Whereas in 2020, progressives pushed "green new deal" themed industrial policy and investment strategy. Made most everyone a benefactor. Millions of jobs. 100s of billions of dollars. Much better political economy.


Or maybe it would mean that more people actually receive quality care? In AU, at least, our waiting periods for pretty much everything are ridiculous.


Not sure why you're getting down voted so bad. It's a valid point. I recognize that there is waste and inefficiency in the system, but I can guarantee that any effort to "streamline" or cut "waste" will inevitably hurt everyday people... Even outside of job cuts.


If keeping existing inefficiency protects jobs, perhaps introducing new inefficiency creates jobs? But that would mean that we should force people to do wasteful things in order to stimulate the economy!

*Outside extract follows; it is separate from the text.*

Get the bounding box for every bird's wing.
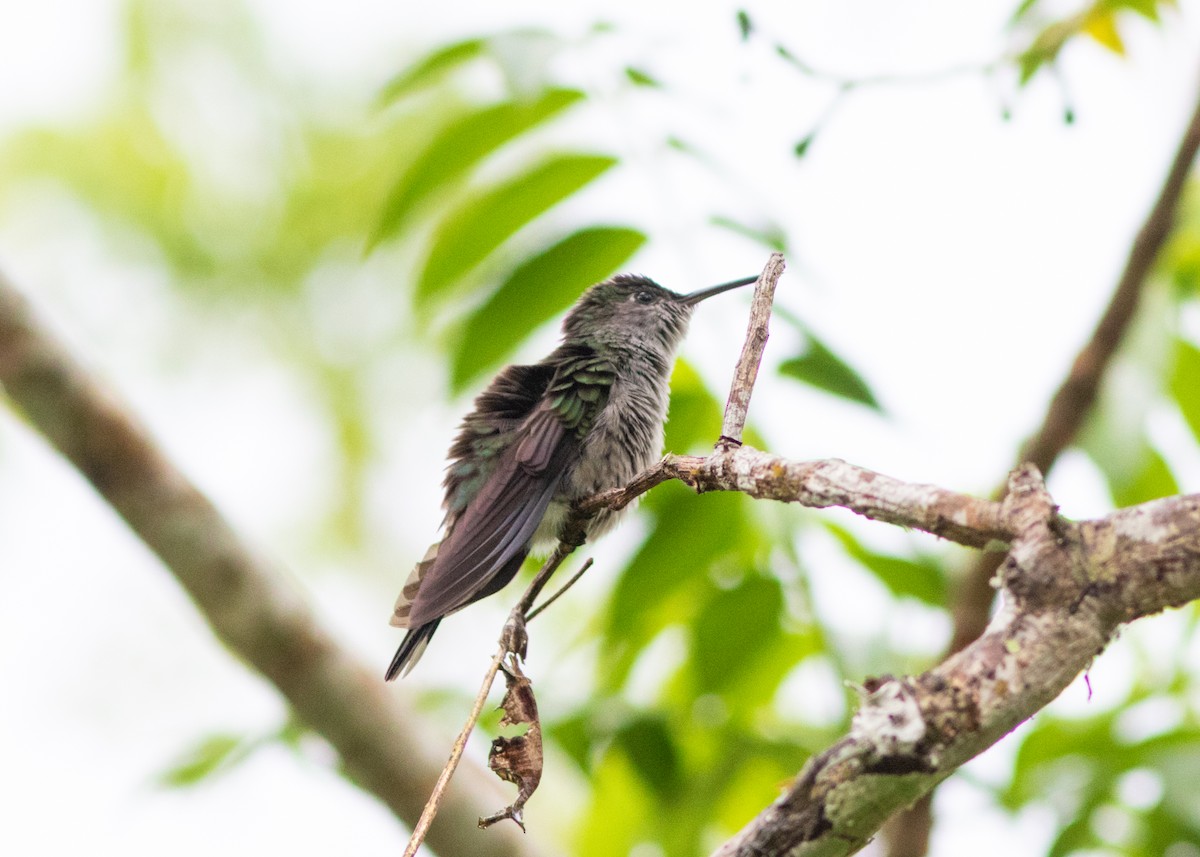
[407,347,614,627]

Thankfully the economist bastiat solved this absurdity in 1850.

https://en.m.wikipedia.org/wiki/Parable_of_the_broken_window


> we should force people to do wasteful things in order to stimulate the economy!

you laugh, but this is exactly what the US gov't does, esp. with military budget allocation. Why do you think all sorts of military products are split into different pieces for manufacturing, separated into different states? It certainly doesn't help efficiency.

I'm not saying that healthcare shouldn't be improved via efficiency increases - it needs improving! But let's not kumbaya and ignore the plight of those whose livelihood would be disrupted (and not of their own fault).